This may sound unusual, but scheduling sex is truly the best way to keep the sex alive in a long-term relationship. I know, I know. Everyone essentially says the opposite and those who agree appear to have the most boring sex lives known to (wo)man. We see so much pressure being put on “spontaneity” and “doing it when you feel like it,” etc.
This leaves very little room for other important factors: different libidos, busy schedules, the need for orgasms in healthy pair bonding, and so on. Sex is a critical component of happy relationships, so if sticking it on the calendar is going to make it happen, it’s going on the calendar.
Scheduling sex is often what you need. Trust us, we’re experts. Here is why you should be scheduling sex in your long-term relationship. You can thank us later.
You Take Care of the Problem Before It’s a Problem
“We don’t have enough sex.” “There isn’t enough sex.” “My partner wants to have too much sex and I’m just not into it.” These are common sexual concerns in a relationship. Inevitably, someone will be dissatisfied with the amount of sex they are having or not having—it just happens.
Get ahead of the curve. You may think you’re having all the sex in the world right now and have nothing to worry about. We’re not saying that trouble lies just around the corner, we’re simply suggesting you prepare for a potential issue.
Get ahead of the wall that all couples usually hit by having a specific time when you have sex. You can always have more, additional sex, as well. Whether it be right before bed, in the morning, or right after work—be aware of it. You don’t have to mark the calendar if you don’t want to and you don’t need to constantly discuss it with your partner. Just set that time aside and stick to it.
One Partner Will Always Have a Lower Libido Than the Other
It’s rare that both you and your partner will have the same libido. More often than not, one person wants more sex and the other less. This may change over time. You may want more sex at a certain point in your life and later want less.
Either way, you want to keep the spark alive and the heat hot. If you have scheduled sex, you’ll be sure you’re having enough of it. Be sure to check in with your partner. One of the downfalls of long-term relationships is not talking about your wants and desires. Be sure to openly and honestly discuss all things sex-related to ensure all needs are met.
Carving out Time Means You’ll Actually Do It
When we’re busy with schedules, kids, work, and the rest of life’s responsibilities, sex naturally takes a back seat in many relationships. When you’ve got a lot going on, sex can feel frivolous, like dessert. Stop: sex is not dessert—it's the main course. We must never forget that, no matter how crazy life gets.
If you make a schedule, you’ll reinvigorate the importance of sex and actually take time to do it. You don’t have to stick to the same time—maybe for one year, mornings are the best, and perhaps the next year, evenings are most convenient.
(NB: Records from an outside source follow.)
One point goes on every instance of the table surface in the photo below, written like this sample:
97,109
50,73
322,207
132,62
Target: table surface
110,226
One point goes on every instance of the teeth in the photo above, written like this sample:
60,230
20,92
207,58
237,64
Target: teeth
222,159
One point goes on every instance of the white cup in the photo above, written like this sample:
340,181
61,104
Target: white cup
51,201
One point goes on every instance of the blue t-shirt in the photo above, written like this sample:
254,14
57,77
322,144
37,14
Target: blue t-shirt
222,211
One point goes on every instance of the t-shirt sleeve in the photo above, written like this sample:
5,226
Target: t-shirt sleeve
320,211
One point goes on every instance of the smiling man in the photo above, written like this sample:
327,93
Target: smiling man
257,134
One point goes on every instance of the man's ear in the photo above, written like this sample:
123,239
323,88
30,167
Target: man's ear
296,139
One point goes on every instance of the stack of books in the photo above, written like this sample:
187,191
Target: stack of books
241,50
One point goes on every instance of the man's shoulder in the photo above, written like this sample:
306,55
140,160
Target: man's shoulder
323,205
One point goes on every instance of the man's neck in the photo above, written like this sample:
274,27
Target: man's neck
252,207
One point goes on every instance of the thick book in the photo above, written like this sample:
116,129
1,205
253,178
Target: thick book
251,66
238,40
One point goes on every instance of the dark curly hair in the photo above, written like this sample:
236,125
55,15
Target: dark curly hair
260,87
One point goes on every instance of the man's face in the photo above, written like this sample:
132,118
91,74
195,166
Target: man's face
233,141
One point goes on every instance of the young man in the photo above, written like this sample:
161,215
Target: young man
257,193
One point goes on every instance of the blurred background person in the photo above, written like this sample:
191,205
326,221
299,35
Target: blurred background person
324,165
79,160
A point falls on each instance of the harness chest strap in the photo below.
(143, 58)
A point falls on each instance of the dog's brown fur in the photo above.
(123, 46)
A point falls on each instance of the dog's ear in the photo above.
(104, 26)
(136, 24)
It doesn’t have to be every single day. If one or two times per week works for you and your partner, stick to that game plan. Just be sure you’re doing it on the regular.
Who Says a Time Frame Kills the Sexy?
The thing I hear from readers and clients the most when I make the sex schedule suggestion is their fear that it will take all the fire out of the sex and make it feel boring and obligatory.
This is all in the eye of the beholder. If you think about scheduled sex as a pain—something boring and deflated that you don’t want to do—it is going to be just that.
Just because you’ve put sex on the calendar, doesn’t mean it needs to be as sexy as oatmeal. Use this time to explore new sexual terrain. Try new things and get creative—maybe introduce some new sex toys or bondage. Don’t be afraid to get weird—you have the time. Literally. Your calendar says so.
Scheduling sex is not supposed to be a laborious, exhausting thing designed to keep you trapped in a miserable marriage. It is just the opposite—an opportunity for you to amplify your sex life and build upon your sexual repertoire. Scheduling is the new sexy—embrace it.